Pentagon ‘struggling’ with cybersecurity of weapons hardware
Pentagon engineers are still struggling “so hard” with ensuring the cybersecurity of the weapons hardware they are buying, despite progress in securing software and IT networks, a senior Department of Defense acquisition official said.
“We struggle so hard … with cybersecurity having been so focused on networks and IT, that when it comes to a system engineer, a system designer, they’re not familiar with those sorts of engineering methods,” said Acting Deputy Assistant Secretary of Defense for Systems Engineering Kirsten Baldwin.
“We don’t have strong cybersecurity engineering … inside our systems engineering,” she said, calling it “a big struggle and a huge opportunity” for contractors. “Help us translate IT and cybersecurity methods into a hardware weapons environment,” she urged the audience gathered last week at FedScoop’s Federal Cybersecurity Summit sponsored by Hewlett Packard Enterprise.
She said one approach the Pentagon was already taking was through an initiative called the Joint Federated Assurance Center, or JFAC.
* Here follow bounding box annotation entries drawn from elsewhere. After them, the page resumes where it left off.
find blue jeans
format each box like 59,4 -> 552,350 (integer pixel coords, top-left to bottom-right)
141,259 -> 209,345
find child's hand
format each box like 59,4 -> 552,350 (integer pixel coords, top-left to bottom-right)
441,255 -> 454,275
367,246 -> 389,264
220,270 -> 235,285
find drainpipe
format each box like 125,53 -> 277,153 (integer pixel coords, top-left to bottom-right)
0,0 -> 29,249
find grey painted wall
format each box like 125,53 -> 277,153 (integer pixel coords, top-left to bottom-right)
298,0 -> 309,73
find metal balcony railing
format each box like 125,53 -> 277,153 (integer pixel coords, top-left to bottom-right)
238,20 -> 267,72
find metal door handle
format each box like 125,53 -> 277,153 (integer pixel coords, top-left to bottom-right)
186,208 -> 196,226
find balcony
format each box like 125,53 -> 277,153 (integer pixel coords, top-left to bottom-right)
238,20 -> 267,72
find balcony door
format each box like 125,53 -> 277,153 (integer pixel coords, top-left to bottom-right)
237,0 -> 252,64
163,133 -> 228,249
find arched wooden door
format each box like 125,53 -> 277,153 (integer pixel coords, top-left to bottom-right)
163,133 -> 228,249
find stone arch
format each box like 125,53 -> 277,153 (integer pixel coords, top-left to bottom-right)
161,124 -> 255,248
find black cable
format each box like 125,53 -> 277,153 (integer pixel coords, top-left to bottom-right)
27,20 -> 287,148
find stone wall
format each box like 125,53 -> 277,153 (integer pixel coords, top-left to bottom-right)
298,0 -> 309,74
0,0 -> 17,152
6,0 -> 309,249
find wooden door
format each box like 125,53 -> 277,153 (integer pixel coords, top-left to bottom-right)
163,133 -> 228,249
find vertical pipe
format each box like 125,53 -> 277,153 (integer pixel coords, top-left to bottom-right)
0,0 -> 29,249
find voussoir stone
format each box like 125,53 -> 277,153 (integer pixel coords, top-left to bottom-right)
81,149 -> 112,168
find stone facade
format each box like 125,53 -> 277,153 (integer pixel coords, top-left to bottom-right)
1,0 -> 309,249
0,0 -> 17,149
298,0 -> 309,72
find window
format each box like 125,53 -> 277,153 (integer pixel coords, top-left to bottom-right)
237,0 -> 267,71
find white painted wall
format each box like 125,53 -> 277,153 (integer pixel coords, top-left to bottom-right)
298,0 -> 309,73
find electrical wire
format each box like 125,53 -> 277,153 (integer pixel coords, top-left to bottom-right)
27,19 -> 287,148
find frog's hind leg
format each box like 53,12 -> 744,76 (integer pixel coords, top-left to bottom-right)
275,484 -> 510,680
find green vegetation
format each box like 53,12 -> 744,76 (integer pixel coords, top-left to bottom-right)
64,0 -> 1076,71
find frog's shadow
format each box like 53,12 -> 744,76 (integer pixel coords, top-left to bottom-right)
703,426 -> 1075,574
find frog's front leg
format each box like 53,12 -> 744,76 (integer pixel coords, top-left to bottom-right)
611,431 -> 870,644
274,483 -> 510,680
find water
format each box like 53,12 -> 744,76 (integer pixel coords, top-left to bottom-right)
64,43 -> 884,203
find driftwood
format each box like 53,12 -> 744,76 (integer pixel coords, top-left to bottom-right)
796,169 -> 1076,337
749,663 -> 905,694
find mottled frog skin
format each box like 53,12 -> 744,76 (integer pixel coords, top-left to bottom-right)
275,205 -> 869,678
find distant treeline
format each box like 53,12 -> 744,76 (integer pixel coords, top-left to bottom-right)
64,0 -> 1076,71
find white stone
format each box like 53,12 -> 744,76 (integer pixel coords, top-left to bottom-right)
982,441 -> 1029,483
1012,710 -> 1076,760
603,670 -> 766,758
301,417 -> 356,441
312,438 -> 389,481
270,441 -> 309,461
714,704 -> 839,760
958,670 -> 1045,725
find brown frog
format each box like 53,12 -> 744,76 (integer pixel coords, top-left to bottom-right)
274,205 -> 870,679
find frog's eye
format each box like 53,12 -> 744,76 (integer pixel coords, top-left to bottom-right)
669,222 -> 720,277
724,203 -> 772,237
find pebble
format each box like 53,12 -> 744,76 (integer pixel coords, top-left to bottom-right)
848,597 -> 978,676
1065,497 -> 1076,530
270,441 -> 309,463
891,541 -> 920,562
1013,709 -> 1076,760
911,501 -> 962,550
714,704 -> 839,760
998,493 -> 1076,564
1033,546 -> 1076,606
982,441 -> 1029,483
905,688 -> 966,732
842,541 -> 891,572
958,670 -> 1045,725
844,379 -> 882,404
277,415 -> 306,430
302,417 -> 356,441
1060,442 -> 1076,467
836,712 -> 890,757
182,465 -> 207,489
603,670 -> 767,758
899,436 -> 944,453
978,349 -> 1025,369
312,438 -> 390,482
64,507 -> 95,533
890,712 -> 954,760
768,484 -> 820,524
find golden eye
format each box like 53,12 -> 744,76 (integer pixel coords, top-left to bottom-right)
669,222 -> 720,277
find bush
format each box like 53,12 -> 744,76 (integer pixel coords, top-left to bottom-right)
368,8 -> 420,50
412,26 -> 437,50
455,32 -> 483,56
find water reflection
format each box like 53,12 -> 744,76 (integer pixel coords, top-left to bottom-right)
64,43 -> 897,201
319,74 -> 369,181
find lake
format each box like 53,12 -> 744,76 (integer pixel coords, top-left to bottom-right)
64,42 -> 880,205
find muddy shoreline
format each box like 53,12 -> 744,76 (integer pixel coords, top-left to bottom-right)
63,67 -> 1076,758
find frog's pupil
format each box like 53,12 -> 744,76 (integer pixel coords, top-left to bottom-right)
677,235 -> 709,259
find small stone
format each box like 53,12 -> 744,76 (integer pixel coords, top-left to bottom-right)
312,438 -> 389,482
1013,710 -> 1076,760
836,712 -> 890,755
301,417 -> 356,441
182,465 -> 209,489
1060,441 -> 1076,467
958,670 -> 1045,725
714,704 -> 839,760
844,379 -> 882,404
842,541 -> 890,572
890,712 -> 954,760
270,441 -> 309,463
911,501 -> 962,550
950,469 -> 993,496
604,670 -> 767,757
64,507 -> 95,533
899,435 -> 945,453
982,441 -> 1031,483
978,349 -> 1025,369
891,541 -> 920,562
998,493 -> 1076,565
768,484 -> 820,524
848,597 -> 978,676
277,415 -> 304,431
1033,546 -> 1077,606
“We have experts in our engineering labs and centers that care very much about this,” she said, “and have the capability to provide direct support to our [acquisition] programs, to help evaluate whether software or hardware microelectronics have been compromised,” she said.
JFAC, which was congressionally mandated in 2014 following fears about the security of the U.S. military’s supply chain, also distributes best practices for employing vulnerability scanning software and other automated tools for assuring the integrity of IT products, Baldwin said.